Elvis Costello will probably always be the second-most famous “Elvis” in the world. That said, Costello maintains that no one calls “Elvis” anymore. While promoting his newly-released album, The Boy Named If, Rolling Stone asked about the lyric in the album's single “Farewell, OK,” that mentions “Elvis in the velvet hereafter.” Costello was asked what his relationship to his stage name is these days.
Costello, who was born Declan Patrick McManus, explained, “I never really hear it because my family don’t call me that; most people call me by my initials, which my dad began. He called me 'D.P.', so that’s an Irish convention, I guess, that he picked up. And I don’t really hear many people call me by that name, so I just don’t hear it anymore. It’s like a secret identity, or something; it’s like being called Clark Kent. It’s just a name. It’s just a brand.”
When pressed about what attracts him to still write rock music, Costello admitted: “I don’t like much rock music. I like rock n' roll. I think if you lose the roll part, a lot of the fun goes out of it. And when people ask me, 'What’s your favorite record?' I usually don’t name any electric-guitar records made in the last 30 years because the beat is so square.
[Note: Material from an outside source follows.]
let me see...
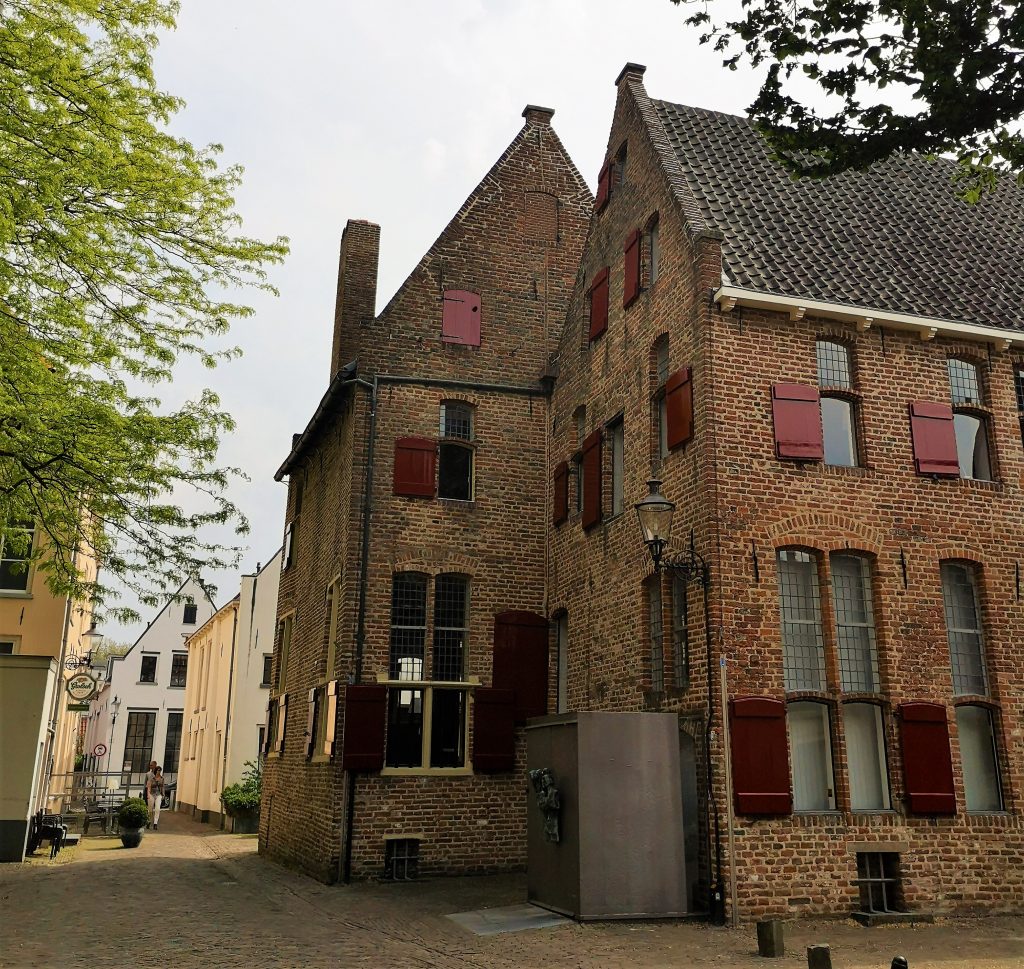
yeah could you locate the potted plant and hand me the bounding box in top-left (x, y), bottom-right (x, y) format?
top-left (117, 798), bottom-right (149, 848)
top-left (220, 760), bottom-right (261, 834)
I like things that float a bit or swing a bit, whether it’s rock n' roll or actual jazz that swings, or even the way Hank Williams records lope.”
He went on to say, “You listen to these records out of Nashville, they couldn’t float if you filled them full of water. They just don’t; they’re square and they sound like bad rock records from the '90s. To my ear, they just do. But somebody likes them. My grandfather — he was a trumpet player — never used to criticize other musicians. I’m trying to live by his example a little better these times and not be so critical of everybody else. But you can’t like everything.”
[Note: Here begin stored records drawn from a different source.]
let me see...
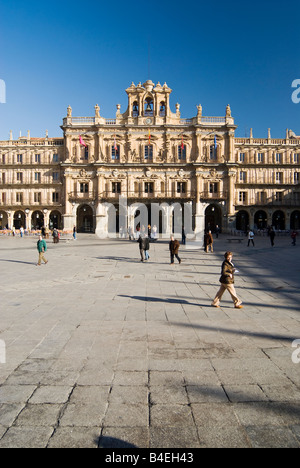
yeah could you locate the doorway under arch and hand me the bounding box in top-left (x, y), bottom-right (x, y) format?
top-left (0, 211), bottom-right (8, 229)
top-left (254, 210), bottom-right (268, 230)
top-left (205, 204), bottom-right (222, 233)
top-left (236, 210), bottom-right (249, 232)
top-left (291, 210), bottom-right (300, 230)
top-left (272, 210), bottom-right (285, 230)
top-left (14, 211), bottom-right (26, 229)
top-left (31, 211), bottom-right (44, 230)
top-left (49, 211), bottom-right (62, 230)
top-left (77, 204), bottom-right (95, 233)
Elvis Costello explained to us a while back that working on music for a proposed Broadway musical, dabbling in hip hop, or fully embracing the Americana genre, all eat up one's time and inspiration: “That's the thing is that if you do one thing for a while, you're liable to want to do something different. You don't want to eat vanilla ice cream or steak every day. I never want to eat steak. It's just the feeling that I had there. When I was given the opportunity to work with (Burt) Bacharach, Anne Sofie von Otter and many of the other things I'd been doing in the last few years, I would have been a fool to turn those chances down. Everything that I got from it and the songs we wrote or recorded together. And when it came time to do this record it seemed very natural to me.”